Maybe spend the afternoon playing board games (scattergories anyone?), reading Divergent (trust me, read it) and playing Harry Potter 20 questions. It's fun, I swear. Especially if you're nerdy like us. It was hot, okay?
At some point we decided that we should probably get some food in the kids. My mom-in-law recently bought an ice cream maker and I was dying to get my hands on it. And what sounds better in sweltering heat than some homemade, creamy and cold ice cream. Not much, to be honest. This may or not have been dinner.
Peanut Butter Brownie Fudge Ice Cream
(the base ice cream recipe was from the Cuisinart ice cream maker recipe book)
1 cup unsweetened cocoa powder (Dutch process preferred)2/3 cup granulated sugar
1/2 cup firmly packed brown sugar
1-1/2 cups whole milk
3-1/4 cups heavy cream
1 tablespoon pure vanilla extract
1 batch of brownies (minus the caramel and skor bits)
1/2 cup peanut butter
1/2 cup hot fudge (I like the smuckers brand)
- Place the cocoa and sugars in a medium bowl; stir to combine.
- Add the whole milk and use a hand mixer on low speed or whisk to combine until the cocoa and sugars are dissolved, about 1 to 2 minutes.
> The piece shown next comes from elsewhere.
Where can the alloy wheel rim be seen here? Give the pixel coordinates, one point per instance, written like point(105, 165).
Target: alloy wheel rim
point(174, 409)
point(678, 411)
- Stir in the heavy cream and vanilla. If not freezing immediately, cover and refrigerate until ready to use.
- Turn machine on; pour mixture into freezer bowl, and let mix until thickened, about 25 to 35 minutes. The ice cream will have a soft, creamy texture.
- Break up brownies into bite sized pieces and add them, piece by piece into the ice cream.
- Add peanut butter, by the teaspoon full into the ice cream.
- Add fudge.
- Let it mix for another minute or two.
- If a firmer consistency is desired, transfer the ice cream to an airtight container and place in freezer for about 2 hours.